「侮辱罪で刑事告訴」の動き
稲田朋美衆議院議員(自民党、福井一区)に対する私の不満を要約すると、左翼活動家の利権を増進する法案にのみうつつを抜かし、元防衛大臣でありながら外交・安全保障問題にはお座なりな関心しか示さず、経済発展を無視して増税に走る財務省の広告塔を演じている、ということになる。
なお消息筋によると、稲田氏は今、私を侮辱罪で刑事告訴する方向で動いているという。
あるいは福井の政界、経済界で注目度が高く、有力企業や地方公共団体が軒並み広告を出す季刊誌『北陸政界』2023年盛夏号が次のように書いたことも、氏の行動に影響しているかもしれない。
〈極左に利用されるような人間が「自民党公認」ではさすがにマズいとばかり、県連内でも、「候補者を差し替えるべきだ」との声が日に日に高くなっている。……福井を代表する保守論客として知られ、「反稲田」の急先鋒でもある島田洋一県立大教授に維新から打診があったらしく、このクラスが対抗馬に立ったら今の稲田にはまず勝ち目がない〉
選挙云々は別として、私は確かに稲田議員の政治姿勢を厳しく批判してきた。しかし、罵詈雑言の類を連ねたことはない。告訴するのは自由だが、本人がさらに評価を落とすだけだろう。
日本の政治史を見渡しても、稲田氏ほど、保守派の期待をここまで裏切った政治家は他にいないのではないか。転落の度合いにおいて他の追随を許さない「落差女王」と言える。
以下、稲田氏の何が問題なのか、整理しておこう。
タガが外れていった
衆議院議員稲田朋美を誕生させ、実力を遥かに超える地位にまで昇らせた「大恩人」は、共に今は亡き保守派の厳父と安倍晋三元首相だろう。
稲田氏の実父、椿原泰夫氏は福井や京都で高校教師や校長を務め、保守派の活動家として関西では知られた存在だった。
かなり以前になるが、稲田夫妻と、稲田議員の後援会長を務める高池勝彦弁護士、私の4人で会食したことがある。やや酒も回った頃、稲田氏が「私はお父さんが大嫌い。色々うるさいから」と言った。
その時は、半ば冗談と受け止め、一同苦笑で終わったが、2016年に厳父が亡くなるのと前後してタガが外れていった稲田氏を見ていて、あの言葉は真情を吐露したものだったのかと思うようになった。
2016年と言えば、安倍首相が稲田氏を防衛大臣に起用した年であり、翌2017年、国防を預かる者とは思えない軽い振る舞いや失言、答弁の不手際が重なって辞任に至った経緯は記憶に新しい。
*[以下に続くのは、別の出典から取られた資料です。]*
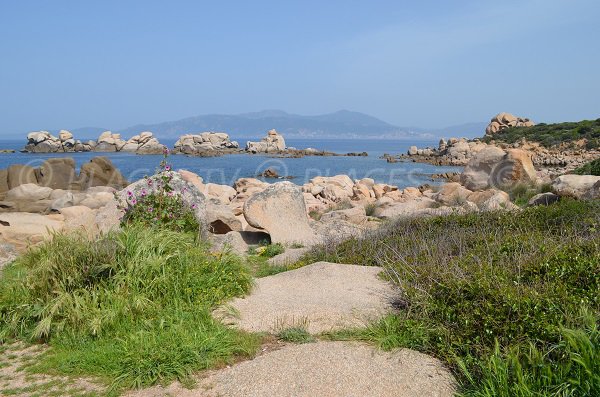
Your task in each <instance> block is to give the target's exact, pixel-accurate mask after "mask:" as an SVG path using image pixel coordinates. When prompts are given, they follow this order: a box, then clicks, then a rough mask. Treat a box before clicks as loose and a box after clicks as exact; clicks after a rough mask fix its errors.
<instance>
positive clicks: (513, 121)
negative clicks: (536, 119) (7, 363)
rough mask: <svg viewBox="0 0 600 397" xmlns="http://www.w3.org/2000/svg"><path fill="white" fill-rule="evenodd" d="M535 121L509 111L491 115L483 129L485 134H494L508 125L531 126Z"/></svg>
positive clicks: (528, 126) (500, 130)
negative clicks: (520, 116) (519, 115)
mask: <svg viewBox="0 0 600 397" xmlns="http://www.w3.org/2000/svg"><path fill="white" fill-rule="evenodd" d="M534 125H535V123H534V122H533V121H531V120H529V119H527V118H522V117H517V116H513V115H512V114H510V113H498V114H497V115H496V116H494V117H492V119H491V120H490V123H489V124H488V126H487V127H486V129H485V133H486V135H494V134H495V133H497V132H499V131H502V130H503V129H506V128H510V127H532V126H534Z"/></svg>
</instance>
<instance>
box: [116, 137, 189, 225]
mask: <svg viewBox="0 0 600 397" xmlns="http://www.w3.org/2000/svg"><path fill="white" fill-rule="evenodd" d="M163 156H164V158H163V160H162V161H161V163H160V166H159V167H158V169H157V170H156V174H155V175H153V176H151V177H146V178H145V186H144V187H142V188H141V189H136V190H135V191H127V194H126V202H125V203H123V205H122V206H121V210H122V211H123V213H124V215H123V219H122V224H127V223H142V224H144V225H146V226H152V227H166V228H169V229H172V230H176V231H181V232H197V231H198V228H199V225H198V221H197V220H196V218H195V217H194V213H193V210H194V209H195V207H196V205H195V204H193V205H192V208H189V207H188V206H186V205H185V203H184V201H183V199H182V195H183V194H185V193H186V188H183V189H182V190H181V191H175V189H174V188H173V187H172V185H171V181H172V180H173V176H174V174H173V171H172V166H171V164H169V163H168V162H167V158H168V156H169V150H168V149H165V151H164V153H163Z"/></svg>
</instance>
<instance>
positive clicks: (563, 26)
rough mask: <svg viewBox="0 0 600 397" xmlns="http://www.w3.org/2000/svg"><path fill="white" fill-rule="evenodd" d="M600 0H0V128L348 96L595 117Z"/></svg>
mask: <svg viewBox="0 0 600 397" xmlns="http://www.w3.org/2000/svg"><path fill="white" fill-rule="evenodd" d="M599 21H600V1H598V0H564V1H561V0H555V1H552V0H520V1H485V0H477V1H427V0H422V1H418V2H417V1H413V0H411V1H398V0H396V1H376V0H372V1H362V2H358V1H349V0H347V1H331V0H328V1H325V0H321V1H307V0H303V1H294V2H292V1H281V0H280V1H258V0H254V1H220V2H217V1H210V2H209V1H206V2H204V1H149V0H144V1H132V0H128V1H124V0H123V1H107V0H102V1H76V0H73V1H60V0H52V1H28V0H18V1H17V0H0V134H1V135H6V134H14V133H23V132H26V131H28V130H37V129H54V128H77V127H82V126H98V127H105V128H112V129H118V128H121V127H127V126H130V125H133V124H137V123H153V122H160V121H167V120H174V119H178V118H183V117H187V116H193V115H198V114H207V113H242V112H249V111H257V110H262V109H283V110H286V111H288V112H292V113H300V114H318V113H327V112H331V111H336V110H339V109H349V110H356V111H360V112H365V113H368V114H371V115H373V116H376V117H379V118H382V119H383V120H385V121H388V122H390V123H393V124H396V125H401V126H421V127H443V126H448V125H453V124H460V123H464V122H470V121H483V120H487V119H489V118H490V117H491V116H493V115H494V114H495V113H497V112H500V111H508V112H512V113H515V114H517V115H522V116H529V117H531V118H533V119H534V120H535V121H546V122H552V121H563V120H578V119H583V118H598V117H600V72H599V70H600V23H599Z"/></svg>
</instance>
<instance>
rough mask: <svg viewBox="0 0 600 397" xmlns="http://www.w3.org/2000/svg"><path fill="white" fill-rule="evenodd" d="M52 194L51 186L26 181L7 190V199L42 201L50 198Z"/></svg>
mask: <svg viewBox="0 0 600 397" xmlns="http://www.w3.org/2000/svg"><path fill="white" fill-rule="evenodd" d="M51 194H52V189H51V188H49V187H42V186H38V185H36V184H34V183H26V184H24V185H19V186H17V187H16V188H14V189H11V190H9V191H8V192H6V201H15V202H18V201H40V200H46V199H48V198H49V197H50V195H51Z"/></svg>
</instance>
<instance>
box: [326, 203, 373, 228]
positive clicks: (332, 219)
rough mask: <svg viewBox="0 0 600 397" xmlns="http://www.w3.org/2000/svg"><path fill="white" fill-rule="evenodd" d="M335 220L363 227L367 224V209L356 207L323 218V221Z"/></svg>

よく「稲田朋美はなぜ変節したのか」との問いが発せられるが、元々「節」が無かったと見るべきだろう。どちらかと言えば浮薄な女性が、父の厳しい鞭によって、一時的に姿勢を正していただけだったと思われる。
安倍首相はその後も、稲田氏を見捨てず、正常軌道に戻そうと努めたが、徒労に終わった。安倍氏にできないことが、他の誰かにできるはずもない。
ジャーナリストの山口敬之氏が月刊 『Hanada』2023年8月号で、安倍首相の言葉を紹介している。
〈防衛大臣時代にアベ友と呼ばれて激しいバッシングを受けた稲田は、「左翼が喜ぶ政策に舵を切ればマスコミに持ち上げてもらえる」と思って宗旨替えしたんだろうね。朝日新聞や東京新聞に褒められる日々は、稲田にとってはさぞ居心地がいいんだろう。本当に残念な存在になっちゃったね〉
私自身、少人数の懇談の場で、安倍氏が稲田氏について、困ったものだという表情を浮かべつつ、「自民党内の『性的マイノリティに関する特命委員長』か『整備新幹線等鉄道調査会長』のどちらか一つを選べと言ったところ、稲田は後者を選んだ。LGBTについては、稲田が外れ、改めて一から議論し直す仕組みを作ったので、当面心配する状況にはない」と語るのを聞いた。
その数カ月前、私は『アメリカ解体』(ビジネス社)という本を出し、LGBTをめぐるアメリカの状況を論じつつ、日本の動きにも触れた。「LGBT法案で暴走する稲田朋美」と題する節も含まれている。安倍氏はその事を充分承知の上で、拙著を推薦するツイートを発してくれた。それも稲田氏に対する警告の一つだったろう。